Accuracy Issues

Accuracy & Results Issues

Understand confidence scores, interpret prediction quality, and learn when to trust results. This guide helps you assess accuracy and improve prediction reliability.

Updated 2 weeks ago

01
Confidence

Understanding Confidence Scores

Every prediction includes a confidence percentage indicating how certain the AI is about the location. Use these scores to evaluate result quality.

85+

High Confidence

Excellent reliability. Results are typically accurate within a few blocks.

60-84

Moderate Confidence

Reasonable accuracy, verify using map view. Results are typically accurate to neighborhood level.

<60

Low Confidence

Uncertain prediction. Treat these results as rough estimates only.

What Affects Confidence

  • -Visible text: Street signs, business names, and landmarks increase confidence
  • -Architectural uniqueness: Distinctive buildings improve accuracy
  • -Image clarity: Sharp, well-lit photos produce better results
  • -Street-level view: Ground perspective provides more geographic clues
02
Troubleshooting

Low Accuracy Predictions

When confidence scores are low, the prediction may be unreliable. Understand why this happens and what to do about it.

Generic Architecture

Buildings and streets that look similar across multiple cities confuse the model. Modern glass towers, residential suburbs, and generic storefronts lack distinctive features.

Solutions

  • -Look for unique landmarks or signage in different parts of the image
  • -Try analyzing a different angle of the same location
  • -Test the image with multiple city models to compare results

Insufficient Visual Information

Close-ups, cropped views, or images focused on a single object don't provide enough context for accurate geolocation.

Solutions

  • -Use wider-angle photos that show street context and surrounding area
  • -Include multiple buildings or landmarks in frame
  • -Ensure street signs or business names are visible

Wrong City Model Selected

Using the Miami model for a New York photo produces low-confidence results since each model is trained on specific city data.

Solutions

  • -Try all four city models if you're uncertain about the location
  • -The model with the highest confidence score is usually correct
  • -Look for city-specific clues (architecture style, vegetation, street layouts)
03
Verification

Verification Strategies

Always verify predictions before relying on them, especially for moderate to low confidence scores.

Use Map View Comparison

After receiving a prediction, compare the map view with your original image. Look for matching:

  • -Building shapes and arrangements
  • -Street patterns and intersections
  • -Landmarks or distinctive structures
  • -Waterfront, parks, or geographic features

Check Street View

Use the street view feature in mapping tools to visually confirm the location. This is the most reliable verification method-if the street view matches your image, the prediction is accurate.
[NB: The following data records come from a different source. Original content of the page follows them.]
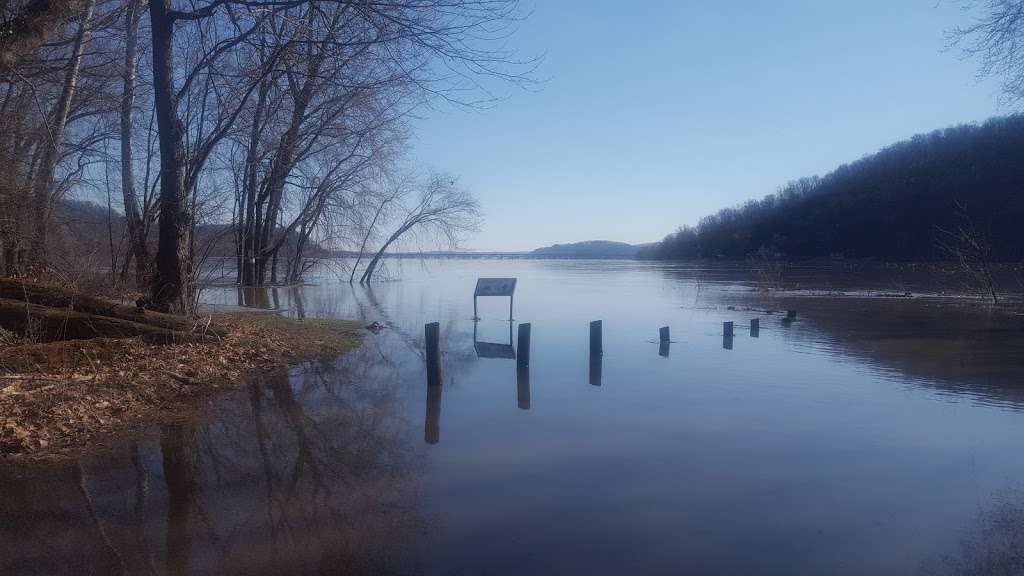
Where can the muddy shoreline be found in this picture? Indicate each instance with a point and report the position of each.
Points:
(60, 399)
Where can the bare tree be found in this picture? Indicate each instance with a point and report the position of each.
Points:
(133, 209)
(994, 38)
(26, 25)
(972, 249)
(42, 190)
(442, 212)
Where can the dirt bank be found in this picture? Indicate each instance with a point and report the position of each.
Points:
(58, 398)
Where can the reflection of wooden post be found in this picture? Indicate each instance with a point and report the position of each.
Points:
(431, 332)
(432, 428)
(522, 355)
(596, 347)
(522, 385)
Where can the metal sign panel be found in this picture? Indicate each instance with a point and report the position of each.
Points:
(495, 287)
Cross-Reference Text Elements

If your image contains business names, street signs, or other readable text, search for them online combined with the predicted city. This confirms whether those businesses or streets exist in that location.
04
Limitations

When Predictions Are Unreliable

Certain scenarios produce inherently unreliable results, regardless of model quality.

Do Not Trust Results For:

  • -Indoor photos: Office interiors, restaurant dining rooms, or building lobbies lack external geographic context
  • -Aerial/drone shots: High-altitude views don't capture street-level details the model is trained on
  • -Close-up objects: Photos of individual items, food, people, or products
  • -Heavy filters/editing: Heavily processed images that alter colors, add effects, or obscure details
  • -Historical photos: Images from decades ago when buildings and streets looked different
  • -Natural landscapes: Parks, beaches, mountains without visible man-made structures

Important

OceanIR is designed for street-level urban photography showing buildings, roads, and city infrastructure. Using it for other image types produces random or meaningless results.
05
Best Practices

Improving Result Quality

Get better predictions by following these best practices for image selection and analysis.

Ideal Images

  • -Street view from ground level
  • -Multiple buildings visible
  • -Street signs or business names
  • -Clear, well-lit, unedited photos
  • -Distinctive architecture

Avoid

  • -Blurry or low-resolution images
  • -Heavy Instagram filters
  • -Extreme close-ups or crops
  • -Night photos with poor lighting
  • -Generic suburban areas

Pro Tip

If you have multiple photos of the same location, analyze the one with the clearest view of street signs and landmarks. Even a slightly different angle can significantly improve accuracy by capturing additional context.